Why orchestrate agents with ZenML?

AI agents introduce unique challenges that traditional MLOps tooling wasn’t designed to handle: Reproducibility: Agent behaviors can vary dramatically between runs due to LLM non-determinism, tool usage, and dynamic decision-making. ZenML captures the complete execution context including prompts, tool calls, and responses. Observability: Understanding what agents did and why requires tracking more than just inputs and outputs. ZenML logs intermediate steps, decision points, and artifact versioning. Deployment: Agents need to run as both batch processes (analyzing datasets) and real-time services (responding to user queries). ZenML supports both patterns with the same pipeline code. Evaluation: Comparing agent architectures requires systematic testing across diverse scenarios.

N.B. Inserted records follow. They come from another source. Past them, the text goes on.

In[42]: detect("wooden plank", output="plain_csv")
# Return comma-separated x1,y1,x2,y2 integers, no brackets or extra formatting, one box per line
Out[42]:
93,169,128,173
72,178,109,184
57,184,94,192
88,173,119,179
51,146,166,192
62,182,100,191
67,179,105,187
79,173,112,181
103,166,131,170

ZenML pipelines enable reproducible agent comparisons with versioned datasets and metrics.

Quick start

Here’s a minimal example deploying a LangGraph agent with ZenML:
from zenml import pipeline, step
from langchain.agents import create_agent
from typing import Annotated

@step
def run_agent(query: str) -> Annotated[str, "agent_response"]:
    """Execute agent and return response."""
    agent = create_agent(
        model="openai:gpt-4",
        tools=[get_weather],
        system_prompt="You are a helpful assistant"
    )
    result = agent.invoke({"messages": [{"role": "user", "content": query}]})
    return result["messages"][-1].content

@pipeline
def agent_pipeline(query: str = "What's the weather in SF?") -> str:
    """Simple agent orchestration pipeline."""
    response = run_agent(query)
    return response

if __name__ == "__main__":
    # Run locally
    agent_pipeline()
Deploy this agent as an HTTP service:
zenml pipeline deploy agent_pipeline --name weather-agent
zenml deployment invoke weather-agent --query="What's the weather in Berlin?"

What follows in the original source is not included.